It's not exactly "High Noon," but a showdown of sorts may be in the works between Bush's (true) arch-nemesis, Rep. Henry Waxman (D., Los Angeles) and Bush's legal mouthpiece, Attorney General Michael Mukasey. (I have to say once again: thanks ever so much, Dianne Feinstein, for paving the way for this awful AG appointment. Who says that Californians don't elect Republicans to the Senate?)
The issue concerns Vice President Dick Cheney's FBI interview about the Valerie Plame matter, conducted during its investigation prior to the trial of Scooter Libby. The Bureau put together a report, termed a 302, on the interview. My instinct tells me that the VP probably growled a few lies during that one, and with the extraordinarily complicated matrix of evidence built by Fitzgerald during his thorough investigation (and candy-ass indictment), it seems inconceivable that Cheney could have shucked, jived and "if-you-will" -ed his way through that Q&A without (a) perjury and/or (b) obstruction of justice. Patrick Fitzgerald, the Special Prosecutor, claimed at the end of the Libby trial that "a cloud" hung over the Vice President concerning the Plame outing, but that Libby's many lies kept him from getting at the truth. (Let the record reflect that this cop-out has never made any sense. Fitzgerald proved that Libby lied because he had so much contradictory testimony and documentation demonstrating Libby's inconsistencies and was able to reconstruct a true narrative of events. How, then, could he have not seen plainly what Cheney did or did not do, despite Libby's obfuscations? His reasoning, however, sounded better than saying, "I don't want to go after the Vice President because he's too scary.")
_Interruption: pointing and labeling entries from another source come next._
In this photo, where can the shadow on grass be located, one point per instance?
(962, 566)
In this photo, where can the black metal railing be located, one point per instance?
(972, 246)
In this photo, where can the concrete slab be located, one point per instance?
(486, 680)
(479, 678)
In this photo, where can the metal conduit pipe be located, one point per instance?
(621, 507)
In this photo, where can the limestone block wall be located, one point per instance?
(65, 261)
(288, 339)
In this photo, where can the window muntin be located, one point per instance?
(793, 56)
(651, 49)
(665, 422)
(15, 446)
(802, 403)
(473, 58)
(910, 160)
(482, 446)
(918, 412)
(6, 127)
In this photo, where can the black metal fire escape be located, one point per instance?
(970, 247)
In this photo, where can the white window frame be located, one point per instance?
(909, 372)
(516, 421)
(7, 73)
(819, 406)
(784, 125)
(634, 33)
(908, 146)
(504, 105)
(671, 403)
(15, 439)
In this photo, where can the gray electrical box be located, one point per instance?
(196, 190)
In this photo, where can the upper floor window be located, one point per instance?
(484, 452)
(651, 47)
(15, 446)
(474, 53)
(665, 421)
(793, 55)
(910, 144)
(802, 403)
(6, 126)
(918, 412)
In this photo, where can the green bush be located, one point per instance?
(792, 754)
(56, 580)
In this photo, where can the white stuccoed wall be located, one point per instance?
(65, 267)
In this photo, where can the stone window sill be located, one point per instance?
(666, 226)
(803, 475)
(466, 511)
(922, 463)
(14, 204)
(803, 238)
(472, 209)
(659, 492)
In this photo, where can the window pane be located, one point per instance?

Maybe that's for another day. Back to Cheney's 302: Chairman Pit Bull of the House Oversight Committee feels, like the Rolling Stones feel about love, that pursuit of truth is real and not fade away. He wants that 302. So Michael Mukasey (did I mention that without Feinstein's support we might have forced Bush to appoint an actual independent AG instead of another pocket consigliere for W?) wrote Bush and told him to write back telling Mukasey not to produce the 302 on grounds of "executive privilege." Bush's White House has really worn that concept down to the nub at this point. What, you may ask, is executive privilege? The most definitive statement of the concept was provided by the Supreme Court in Nixon vs. United States in 1974: It recognizes
"the valid need for protection of communications between high Government officials and those who advise and assist them in the performance of their manifold duties" and that "[h]uman experience teaches that those who expect public dissemination of their remarks may well temper candor with a concern for appearances and for their own interests to the detriment of the decisionmaking process."Mukasey is obviously familiar with the case; thus, his little jewel of sophistry in his letter to Bush, imploring W to tell Mike to do the right thing, informing Bush that failure to protect Cheney's 302 from Waxman may have a "chilling effect" on future cooperation of the Executive Branch with FBI investigations. You know, how can you be "candid" if what you tell the G-Men may wind up in the hands of a Congressional committee, particularly one headed by the oppo-party?
Rest assured that Mukasey's long, case-citing letter is full of sophisticated legal arguments referring to every conceivable basis for asserting the privilege and deep-sixing the 302. You might think that because the letter is so long and makes so many arguments that there must be something to all this verbiage, and you can be excused if you think so. Having more than a passing familiarity with how such briefs are prepared, however, I can assure you this is not the case. The issue is actually pretty simple: was Elliot Ness in Dick's office to "advise and assist" him or to grill him on what he knew about blowing Valerie's cover? Kind of clarifies things, doesn't it? So Mukasey's letter is all about covering Mike's ass - he's the one defying the subpoena and a former judge knows all about the perils of contempt. He told his staff of legal eagles to write the hell out of the memo so it looks like there's something to his stonewalling besides...stonewalling.
Let's put it this way: don't "high government officials" always have a duty, a preexisting duty, to cooperate with the FBI when they're being investigated? How is their "candor" affected by subsequent House oversight? You mean, knowing that Congress might exercise its Constitutional prerogatives to look into the matter of how the Executive Branch handles serious breaches of classified information means the VP can start lying to the FBI so he doesn't look bad later?
Maybe if Obama is elected and appoints an ethical attorney general we'll get to see that 302. It will be difficult for the House to enforce its subpoena against Mukasey since ordinarily, in sane times, they would be asking for the AG's cooperation; that is, requesting Mukasey to bring a contempt action against Mukasey to compel Mukasey to produce the 302. For now the system is completely broken; a Constitutional crisis a day with this crew, and we've gotten used to it. Congress storms and splutters about the breakdown and gets nowhere, because ultimately the system needs patriots and people of good faith to function properly. And those are almost nowhere to be found anymore.